Background and Aim: Several genetic variants associating with hepatic fat content in adults have been identified in genome-wide association studies. Their effects in children remain unclear. This study aimed to test the effect of genetic variants known to associate with hepatic fat in adults, individually and combined as a genetic risk score (GRS), on cardiometabolic traits, and to investigate the predictive ability of the GRS for hepatic steatosis in children.
Methods: Children with overweight/obesity from an obesity clinic cohort (n = 1,843, median age 11.7 years, body mass index standard deviation score [BMI SDS] 2.85, 45.2% male) and a population-based cohort (n = 2,271, median age 11.6 years, BMI SDS 0.26, 40.1% male) were included. Anthropometrics and biochemical parameters were measured in both cohorts. Liver fat content (LFC) was measured by magnetic resonance spectroscopy in 539 individuals. We calculated a weighted GRS based on eight genetic variants known to associate with hepatic fat content in adults. Associations of individual genetic variants and the GRS with cardiometabolic traits were tested using multiple linear and logistic regression models. Receiver operating characteristic (ROC) curve analysis was performed on models based on risk factors for hepatic steatosis, defined as hepatic fat ≥ 5 %, and area under the curve (AUC) was calculated to evaluate model performance.
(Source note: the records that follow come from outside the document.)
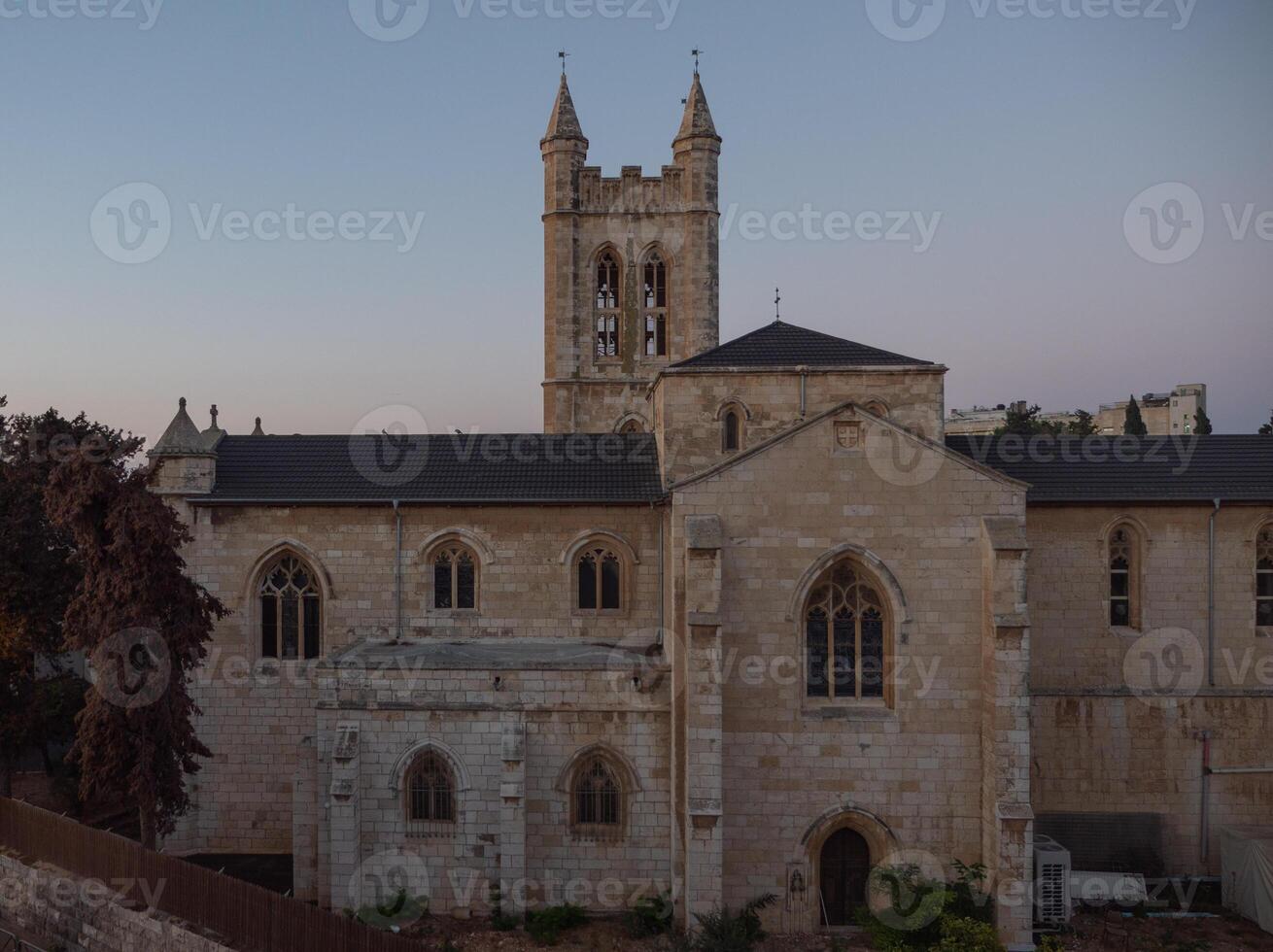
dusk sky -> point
(1018, 139)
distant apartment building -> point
(1173, 414)
(1163, 414)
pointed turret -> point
(698, 118)
(564, 121)
(181, 438)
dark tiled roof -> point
(787, 345)
(475, 468)
(1129, 468)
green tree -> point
(1025, 422)
(1134, 425)
(1083, 425)
(147, 627)
(38, 574)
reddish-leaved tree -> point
(145, 625)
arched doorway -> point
(843, 870)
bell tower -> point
(632, 270)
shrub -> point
(652, 915)
(546, 926)
(721, 931)
(966, 935)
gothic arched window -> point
(656, 307)
(607, 306)
(731, 430)
(845, 628)
(430, 795)
(1264, 577)
(291, 611)
(1124, 569)
(600, 574)
(596, 799)
(455, 578)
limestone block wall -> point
(513, 821)
(908, 774)
(688, 407)
(256, 713)
(1099, 746)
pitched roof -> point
(1129, 468)
(564, 121)
(477, 468)
(698, 118)
(181, 438)
(787, 345)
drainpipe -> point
(1211, 595)
(397, 571)
(1206, 792)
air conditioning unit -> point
(1051, 882)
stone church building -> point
(740, 622)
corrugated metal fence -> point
(246, 915)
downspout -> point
(1211, 595)
(397, 571)
(1206, 793)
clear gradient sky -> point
(1030, 135)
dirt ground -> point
(1221, 935)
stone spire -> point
(698, 118)
(181, 438)
(564, 122)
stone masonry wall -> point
(1099, 746)
(258, 713)
(907, 775)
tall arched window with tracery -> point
(656, 307)
(845, 634)
(1124, 573)
(455, 578)
(430, 796)
(607, 306)
(1264, 577)
(596, 799)
(600, 581)
(291, 611)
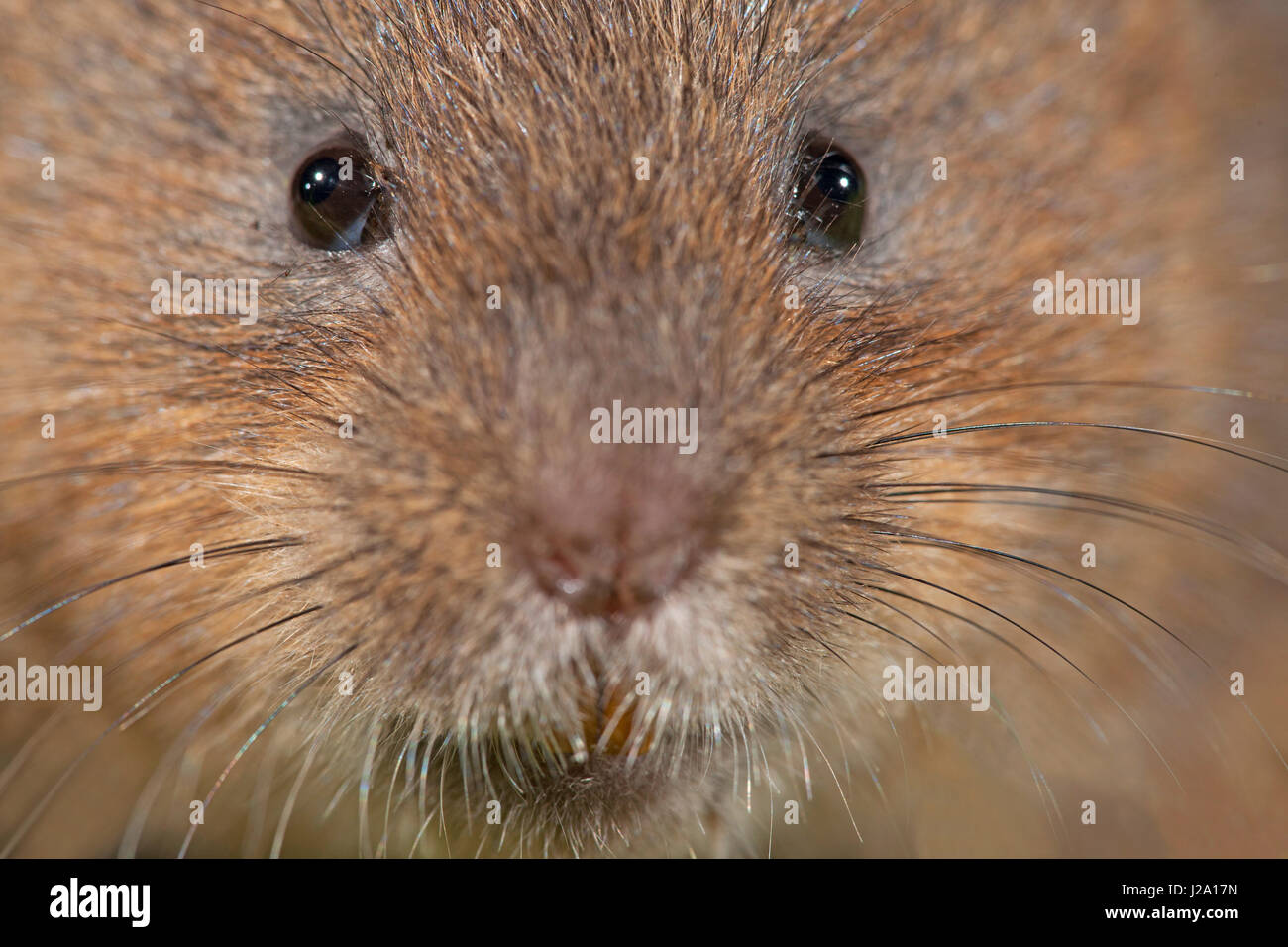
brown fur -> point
(514, 169)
Results: Variants in PNPLA3, TM6SF2, GPAM, and GCKR were significantly associated with higher LFC (P< 0.01) and with distinct patterns of circulating lipids. The GRS was associated with higher LFC and alanine transaminase (ALT), as well as lower LDL-cholesterol and triglycerides in both cohorts. The GRS was not associated with adiposity or other metabolic traits. The GRS was associated with higher prevalence of hepatic steatosis (odds ratio [OR] per 1-unit GRS-increase: 2.18, P=1E-8), and with lower prevalence of dyslipidaemia (OR 0.90, P=0.02). A prediction model for hepatic steatosis including GRS alone, yielded cross-validated AUC of 0.76 (95% CI 0.69-0.83). The addition of the GRS to a model containing clinical risk factors for hepatic steatosis (BMI SDS, ALT, homeostatic model assessment of insulin resistance [HOMA-IR]) increased AUC slightly from 0.87 (95% CI 0.82-0.92) to 0.89 (95% CI 0.84-0.94).
Conclusion: The adult-based GRS for hepatic fat associated with LFC, liver enzymes, and lipid profiles, but was not associated with adiposity and other metabolic traits in children. The GRS could serve as a clinical risk predictor of hepatic steatosis and be used in early prevention.